Alas, and thrice woe (from my point of view anyway), this is my last ever blog for the Cambridge Library Collection. I now slip away into the sunset, leaving others to ramble on (or, even better, write snappily and coherently) on the subject of our wonderful CLC books.
I thought I’d end with a list of books and authors on my conscience, because I should have blogged about them and never did. First and foremost comes Jane Welsh Carlyle, whose three volumes of letters are a delight from start to finish, in spite of the disadvantage that her husband Thomas’s annotations witter on about his poor dear Jeannie rather more than they explicate her references to people and places.
Next, Tycho Brahe, in the biography by his compatriot John Louis Emil Dreyer (1852–1926) (who also wrote a History of the Royal Astronomical Society, 1820-1920 (1923), and edited William Herschel’s scientific papers). I never got around to reading this, but who could resist a blurb which begins, ‘Famous for his metal prosthetic nose, and for being associated with “unlucky” days in Scandinavian folklore …’.

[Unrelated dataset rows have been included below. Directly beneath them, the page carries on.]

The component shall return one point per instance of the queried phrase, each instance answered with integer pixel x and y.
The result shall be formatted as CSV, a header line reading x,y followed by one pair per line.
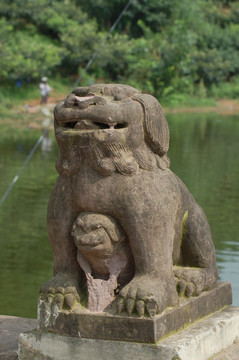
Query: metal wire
x,y
77,81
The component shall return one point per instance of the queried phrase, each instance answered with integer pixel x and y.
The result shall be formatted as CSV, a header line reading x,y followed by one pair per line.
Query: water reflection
x,y
204,153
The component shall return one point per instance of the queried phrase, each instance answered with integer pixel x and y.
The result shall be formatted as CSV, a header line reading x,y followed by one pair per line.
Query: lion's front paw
x,y
144,294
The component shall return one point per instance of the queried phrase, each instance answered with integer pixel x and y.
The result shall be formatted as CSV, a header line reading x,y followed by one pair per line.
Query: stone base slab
x,y
144,330
198,342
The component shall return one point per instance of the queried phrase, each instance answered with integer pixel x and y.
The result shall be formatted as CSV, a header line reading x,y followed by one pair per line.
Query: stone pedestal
x,y
144,330
200,341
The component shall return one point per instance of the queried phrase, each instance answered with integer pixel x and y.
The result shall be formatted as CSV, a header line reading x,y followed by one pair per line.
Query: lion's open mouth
x,y
93,125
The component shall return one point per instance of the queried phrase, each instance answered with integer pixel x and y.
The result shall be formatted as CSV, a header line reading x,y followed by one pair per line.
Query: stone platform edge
x,y
144,330
200,341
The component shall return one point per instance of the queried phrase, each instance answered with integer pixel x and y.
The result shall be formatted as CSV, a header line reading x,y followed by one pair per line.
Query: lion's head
x,y
113,127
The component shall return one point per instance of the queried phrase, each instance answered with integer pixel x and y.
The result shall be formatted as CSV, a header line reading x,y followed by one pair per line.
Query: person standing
x,y
44,89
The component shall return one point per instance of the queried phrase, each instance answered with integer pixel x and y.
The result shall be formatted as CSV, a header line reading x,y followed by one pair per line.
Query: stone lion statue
x,y
113,168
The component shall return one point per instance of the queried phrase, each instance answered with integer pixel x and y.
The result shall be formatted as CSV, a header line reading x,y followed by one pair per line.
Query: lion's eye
x,y
101,125
120,126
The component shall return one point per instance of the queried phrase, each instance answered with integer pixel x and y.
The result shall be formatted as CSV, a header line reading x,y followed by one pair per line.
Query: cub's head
x,y
112,127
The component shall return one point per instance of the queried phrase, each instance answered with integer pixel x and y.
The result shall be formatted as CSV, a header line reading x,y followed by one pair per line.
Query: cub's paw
x,y
60,292
144,295
189,281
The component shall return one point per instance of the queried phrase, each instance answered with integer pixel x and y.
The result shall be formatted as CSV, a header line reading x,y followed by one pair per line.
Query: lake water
x,y
204,153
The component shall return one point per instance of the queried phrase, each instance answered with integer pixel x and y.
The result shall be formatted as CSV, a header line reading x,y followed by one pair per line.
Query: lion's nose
x,y
83,102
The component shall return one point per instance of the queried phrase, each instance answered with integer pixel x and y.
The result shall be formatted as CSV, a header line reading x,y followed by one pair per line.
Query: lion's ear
x,y
155,124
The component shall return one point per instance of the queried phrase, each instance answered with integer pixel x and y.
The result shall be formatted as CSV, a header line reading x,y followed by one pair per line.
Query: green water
x,y
204,153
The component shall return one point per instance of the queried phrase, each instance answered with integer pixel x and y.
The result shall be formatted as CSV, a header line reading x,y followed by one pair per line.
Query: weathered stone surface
x,y
113,169
198,342
144,330
10,329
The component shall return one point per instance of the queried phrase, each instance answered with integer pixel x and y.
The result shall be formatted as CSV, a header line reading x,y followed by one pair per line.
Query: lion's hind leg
x,y
197,271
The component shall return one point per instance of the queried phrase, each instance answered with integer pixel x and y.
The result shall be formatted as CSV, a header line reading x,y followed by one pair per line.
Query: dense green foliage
x,y
165,47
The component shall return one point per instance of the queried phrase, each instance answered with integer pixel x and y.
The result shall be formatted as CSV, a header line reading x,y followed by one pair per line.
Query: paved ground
x,y
11,327
231,353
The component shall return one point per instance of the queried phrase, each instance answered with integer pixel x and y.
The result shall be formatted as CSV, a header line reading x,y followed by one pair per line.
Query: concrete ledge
x,y
10,329
198,342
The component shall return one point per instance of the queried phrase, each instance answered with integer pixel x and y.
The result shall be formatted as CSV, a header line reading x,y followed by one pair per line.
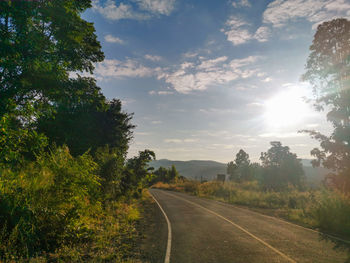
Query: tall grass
x,y
53,209
324,209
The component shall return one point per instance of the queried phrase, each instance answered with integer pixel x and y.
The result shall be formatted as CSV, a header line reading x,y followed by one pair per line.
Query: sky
x,y
207,78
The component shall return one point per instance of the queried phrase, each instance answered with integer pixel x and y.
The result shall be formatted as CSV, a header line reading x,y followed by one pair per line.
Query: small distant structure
x,y
221,177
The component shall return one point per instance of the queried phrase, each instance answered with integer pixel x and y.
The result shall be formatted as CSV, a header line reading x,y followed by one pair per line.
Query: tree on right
x,y
328,71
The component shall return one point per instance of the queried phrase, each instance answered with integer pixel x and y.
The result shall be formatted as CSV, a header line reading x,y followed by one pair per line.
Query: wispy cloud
x,y
112,11
124,10
153,57
113,39
208,72
280,12
262,34
161,92
238,31
162,7
173,140
282,135
113,68
241,3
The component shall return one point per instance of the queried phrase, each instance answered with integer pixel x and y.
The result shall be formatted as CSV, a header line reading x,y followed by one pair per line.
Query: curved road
x,y
209,231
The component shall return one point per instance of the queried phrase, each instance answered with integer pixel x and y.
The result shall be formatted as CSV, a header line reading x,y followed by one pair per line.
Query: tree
x,y
88,123
41,42
281,167
239,170
136,172
328,70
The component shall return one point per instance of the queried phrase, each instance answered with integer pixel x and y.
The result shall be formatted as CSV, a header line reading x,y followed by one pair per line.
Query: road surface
x,y
204,230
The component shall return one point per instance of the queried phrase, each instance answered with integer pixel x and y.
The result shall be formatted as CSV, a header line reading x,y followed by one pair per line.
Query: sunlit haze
x,y
207,78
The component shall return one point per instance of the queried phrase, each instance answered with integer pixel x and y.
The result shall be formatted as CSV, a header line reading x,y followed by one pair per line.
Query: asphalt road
x,y
209,231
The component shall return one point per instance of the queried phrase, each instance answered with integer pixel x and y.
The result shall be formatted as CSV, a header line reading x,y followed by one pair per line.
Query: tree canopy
x,y
41,43
281,167
328,70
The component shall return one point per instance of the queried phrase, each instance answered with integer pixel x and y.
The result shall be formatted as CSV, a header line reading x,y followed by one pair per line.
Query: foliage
x,y
18,140
332,213
137,173
326,210
164,175
41,43
88,123
46,203
328,70
240,169
281,167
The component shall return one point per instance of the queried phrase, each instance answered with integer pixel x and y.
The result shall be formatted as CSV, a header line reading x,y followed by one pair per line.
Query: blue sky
x,y
206,78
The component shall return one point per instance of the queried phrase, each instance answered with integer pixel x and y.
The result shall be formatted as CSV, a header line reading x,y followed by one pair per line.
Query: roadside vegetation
x,y
67,191
277,183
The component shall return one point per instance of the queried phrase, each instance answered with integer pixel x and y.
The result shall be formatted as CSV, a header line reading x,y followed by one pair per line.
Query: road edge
x,y
168,248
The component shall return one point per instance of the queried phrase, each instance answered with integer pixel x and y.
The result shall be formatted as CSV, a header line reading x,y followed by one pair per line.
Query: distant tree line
x,y
278,169
63,144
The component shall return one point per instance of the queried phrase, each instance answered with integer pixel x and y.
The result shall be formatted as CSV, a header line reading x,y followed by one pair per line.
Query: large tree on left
x,y
41,42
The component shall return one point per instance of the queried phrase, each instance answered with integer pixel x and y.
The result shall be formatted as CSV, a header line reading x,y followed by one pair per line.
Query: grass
x,y
325,210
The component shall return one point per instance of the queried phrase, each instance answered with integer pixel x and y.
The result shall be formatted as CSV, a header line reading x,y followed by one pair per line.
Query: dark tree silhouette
x,y
281,167
41,42
240,169
328,70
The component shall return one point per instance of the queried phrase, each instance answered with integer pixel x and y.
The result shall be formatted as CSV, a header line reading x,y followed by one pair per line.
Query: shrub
x,y
47,203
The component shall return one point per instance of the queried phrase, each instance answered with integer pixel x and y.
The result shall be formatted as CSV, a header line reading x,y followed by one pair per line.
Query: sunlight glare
x,y
287,108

And I have never really got to grips (however feebly) with Linnaeus, though of course he pops up a great deal in a botanical/horticultural context. One of the fascinating things to emerge from our many classificatory works from the late eighteenth and early nineteenth centuries is that it looked for a long time as though Linnaeus’s system would not end up as the universally accepted one, for plants at any rate: the so-called ‘natural’ system was much more popular with many writers including the great Lindley – several of whose works, by the way, will be appearing in the next month or so.

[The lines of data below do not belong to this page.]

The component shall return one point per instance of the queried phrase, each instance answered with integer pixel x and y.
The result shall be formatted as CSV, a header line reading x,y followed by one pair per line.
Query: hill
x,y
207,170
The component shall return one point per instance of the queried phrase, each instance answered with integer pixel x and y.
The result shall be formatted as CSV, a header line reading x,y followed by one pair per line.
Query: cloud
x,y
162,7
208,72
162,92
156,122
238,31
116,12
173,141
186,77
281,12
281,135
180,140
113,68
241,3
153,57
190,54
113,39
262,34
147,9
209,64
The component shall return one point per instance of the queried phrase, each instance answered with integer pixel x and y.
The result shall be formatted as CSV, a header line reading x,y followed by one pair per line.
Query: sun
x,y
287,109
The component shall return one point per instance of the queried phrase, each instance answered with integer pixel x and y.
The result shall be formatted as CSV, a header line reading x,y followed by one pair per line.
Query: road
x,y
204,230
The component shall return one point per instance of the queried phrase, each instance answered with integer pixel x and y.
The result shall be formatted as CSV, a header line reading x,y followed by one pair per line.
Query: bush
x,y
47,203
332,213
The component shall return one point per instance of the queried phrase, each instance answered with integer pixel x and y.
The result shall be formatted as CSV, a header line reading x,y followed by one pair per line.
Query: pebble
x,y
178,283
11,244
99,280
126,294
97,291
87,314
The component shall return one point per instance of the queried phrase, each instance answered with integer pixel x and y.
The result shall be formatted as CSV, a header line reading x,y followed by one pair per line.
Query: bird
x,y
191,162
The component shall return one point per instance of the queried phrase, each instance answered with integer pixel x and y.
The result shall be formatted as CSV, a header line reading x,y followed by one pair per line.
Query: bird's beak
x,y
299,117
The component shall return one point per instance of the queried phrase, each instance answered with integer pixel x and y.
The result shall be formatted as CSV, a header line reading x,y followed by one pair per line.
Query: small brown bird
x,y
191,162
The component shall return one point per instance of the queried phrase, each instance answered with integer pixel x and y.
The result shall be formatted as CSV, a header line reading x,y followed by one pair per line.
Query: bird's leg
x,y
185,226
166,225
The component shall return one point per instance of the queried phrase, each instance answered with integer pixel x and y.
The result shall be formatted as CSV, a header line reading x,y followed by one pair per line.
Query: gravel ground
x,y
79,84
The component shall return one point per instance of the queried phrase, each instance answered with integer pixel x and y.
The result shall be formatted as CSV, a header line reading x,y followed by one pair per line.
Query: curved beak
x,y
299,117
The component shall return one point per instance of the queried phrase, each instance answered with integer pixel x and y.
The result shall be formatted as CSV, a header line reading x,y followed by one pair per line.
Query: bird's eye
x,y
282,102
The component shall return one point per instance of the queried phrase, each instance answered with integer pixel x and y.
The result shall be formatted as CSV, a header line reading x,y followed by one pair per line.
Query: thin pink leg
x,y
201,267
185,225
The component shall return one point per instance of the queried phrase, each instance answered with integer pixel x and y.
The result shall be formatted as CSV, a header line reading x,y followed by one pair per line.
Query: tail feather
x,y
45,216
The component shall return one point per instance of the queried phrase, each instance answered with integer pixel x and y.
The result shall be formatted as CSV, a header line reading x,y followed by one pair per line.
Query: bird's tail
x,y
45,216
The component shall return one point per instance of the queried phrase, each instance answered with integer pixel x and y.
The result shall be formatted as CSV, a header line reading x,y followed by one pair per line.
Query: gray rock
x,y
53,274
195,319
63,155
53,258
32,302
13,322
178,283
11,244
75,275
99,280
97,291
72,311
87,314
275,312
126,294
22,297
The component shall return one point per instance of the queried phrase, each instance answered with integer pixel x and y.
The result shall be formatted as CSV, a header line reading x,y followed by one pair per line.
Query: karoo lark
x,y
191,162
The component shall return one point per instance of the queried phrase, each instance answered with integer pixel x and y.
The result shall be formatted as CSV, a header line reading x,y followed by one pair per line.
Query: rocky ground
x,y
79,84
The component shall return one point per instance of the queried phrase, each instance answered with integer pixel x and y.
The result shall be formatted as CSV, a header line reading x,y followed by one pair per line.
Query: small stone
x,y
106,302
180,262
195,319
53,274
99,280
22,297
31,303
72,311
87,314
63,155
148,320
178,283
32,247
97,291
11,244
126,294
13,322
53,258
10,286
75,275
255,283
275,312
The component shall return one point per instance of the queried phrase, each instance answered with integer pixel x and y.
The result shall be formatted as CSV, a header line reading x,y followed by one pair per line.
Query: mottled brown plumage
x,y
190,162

Maths is not so much a grey area to me as a completely blank one, but, even so, perhaps I should have tackled Herbert McKay’s Odd Numbers (1940), allegedly the antidote to mathematics as dull and difficult. However, I have more sense than even to contemplate physics, except at the ‘soft’ end, i.e. biographical material (Somerville, Lodge, Babbage, etc.).

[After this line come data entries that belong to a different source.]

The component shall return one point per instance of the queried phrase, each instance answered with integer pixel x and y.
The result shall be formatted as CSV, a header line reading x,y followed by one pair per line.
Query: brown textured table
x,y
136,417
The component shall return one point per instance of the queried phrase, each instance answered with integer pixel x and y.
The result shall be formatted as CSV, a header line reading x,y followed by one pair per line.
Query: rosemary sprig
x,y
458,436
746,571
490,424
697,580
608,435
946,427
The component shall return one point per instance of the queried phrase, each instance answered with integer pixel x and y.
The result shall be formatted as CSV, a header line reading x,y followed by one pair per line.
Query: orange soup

I should have done more on classical subjects, especially the terrifyingly learned nineteenth-century German editions of the Greek dramatists – but of course they are terrifyingly learned, and surely beyond any comment I could sensibly give. Some of the most exciting works (to me) have been the early nineteenth-century accounts by learned travellers such as W.M. Leake and Robert Pashley, but it’s also interesting to see the beginnings of the application of the techniques and approaches of modern history to the ancient world: J.P. Mahaffy’s Social Life in Greece from Homer to Menander is one example, or Heitland’s Agricola (though this did get a mention in the context of the Bateson family).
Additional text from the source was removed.